The IAAF said the suspensions were "for a fraudulent substitution of urine which is both a prohibited method and also a form of tampering with the doping control process."
The athletes could possibly still compete at the Beijing Games if they were to get an emergency ruling lifting the provisional suspension.
The IAAF made the announcement of potentially the biggest doping scandal since BALCO in 2003, hoping some of the dust will have settled by the time the athletics competition begins in Beijing on Aug. 15.
Still, the timing is bad.
The sport is trying to recover from a spate of doping scandals and is hoping to use the Beijing Games to reclaim some of its luster and again become the pre-eminent Olympic sport.
This, though, is still better than to have a scandal break at the Olympics itself. Twenty years ago, Canadian sprinter Ben Johnson was caught at the 1988 Seoul Games and it came to largely overshadow those Olympics.
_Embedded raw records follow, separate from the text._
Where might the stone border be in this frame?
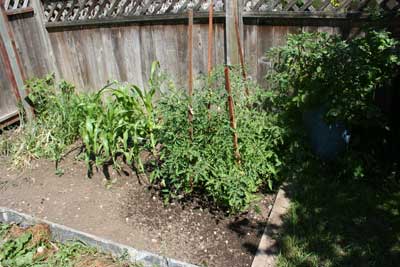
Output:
[251,184,290,267]
[0,207,198,267]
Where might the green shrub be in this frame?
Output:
[152,65,283,212]
[268,31,400,132]
[1,75,90,169]
[267,31,400,182]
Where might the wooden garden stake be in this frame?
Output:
[188,9,193,140]
[207,0,214,116]
[225,66,240,164]
[235,10,249,96]
[207,0,214,78]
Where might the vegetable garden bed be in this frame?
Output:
[0,154,274,267]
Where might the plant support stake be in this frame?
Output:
[235,8,249,96]
[207,0,214,76]
[207,0,214,116]
[225,66,240,165]
[188,9,193,140]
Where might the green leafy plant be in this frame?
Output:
[152,67,283,212]
[80,62,162,176]
[1,75,90,169]
[267,30,400,183]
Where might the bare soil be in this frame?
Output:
[0,155,274,267]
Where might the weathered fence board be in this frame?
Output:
[50,24,224,90]
[0,0,399,95]
[0,33,18,125]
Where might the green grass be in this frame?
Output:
[278,161,400,267]
[0,223,139,267]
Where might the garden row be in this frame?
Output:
[0,31,400,215]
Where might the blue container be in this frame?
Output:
[303,107,350,160]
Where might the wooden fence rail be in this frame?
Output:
[0,0,400,124]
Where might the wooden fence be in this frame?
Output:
[0,0,400,124]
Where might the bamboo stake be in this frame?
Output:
[188,9,193,140]
[207,0,214,78]
[225,66,240,165]
[235,6,249,96]
[207,0,214,116]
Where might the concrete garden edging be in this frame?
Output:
[251,184,290,267]
[0,207,198,267]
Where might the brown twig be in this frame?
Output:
[235,6,249,96]
[188,9,193,140]
[207,0,214,77]
[225,66,240,165]
[207,0,214,117]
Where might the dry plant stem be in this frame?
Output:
[188,9,193,140]
[225,66,240,165]
[235,9,249,96]
[207,0,214,77]
[207,0,214,119]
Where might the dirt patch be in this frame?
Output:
[0,155,273,267]
[7,224,51,247]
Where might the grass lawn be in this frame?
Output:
[0,223,140,267]
[278,161,400,267]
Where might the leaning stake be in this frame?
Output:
[225,66,240,164]
[235,7,249,96]
[207,0,214,116]
[207,0,214,78]
[188,9,193,140]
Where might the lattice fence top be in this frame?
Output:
[42,0,224,22]
[4,0,30,11]
[244,0,400,13]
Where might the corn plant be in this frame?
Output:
[80,62,158,175]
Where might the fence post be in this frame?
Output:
[30,1,58,79]
[225,0,243,65]
[0,0,33,119]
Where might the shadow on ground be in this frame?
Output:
[278,161,400,267]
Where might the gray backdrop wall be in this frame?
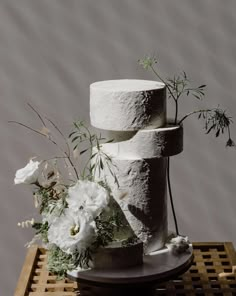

Earlier this month, coach Trevor Graham received a lifetime ban from the U.S. Anti-Doping Agency for his role in helping his athletes obtain performance-enhancing drugs as part of the BALCO scandal. Related to the case, former Olympic champion Marion Jones has admitted to doping and is currently in prison.
Because of that scandal, athletics took a big plunge in credibility and popularity.
Suspicions about the Russians first surfaced in early 2007 when a string of truly exceptional results were matched by a long string of flawless negative testing results.
"It was almost too good to be true," a source close to the investigation told the Associated Press. "It was odd." The source spoke on condition of anonymity because the legal case involving the athletes is far from complete.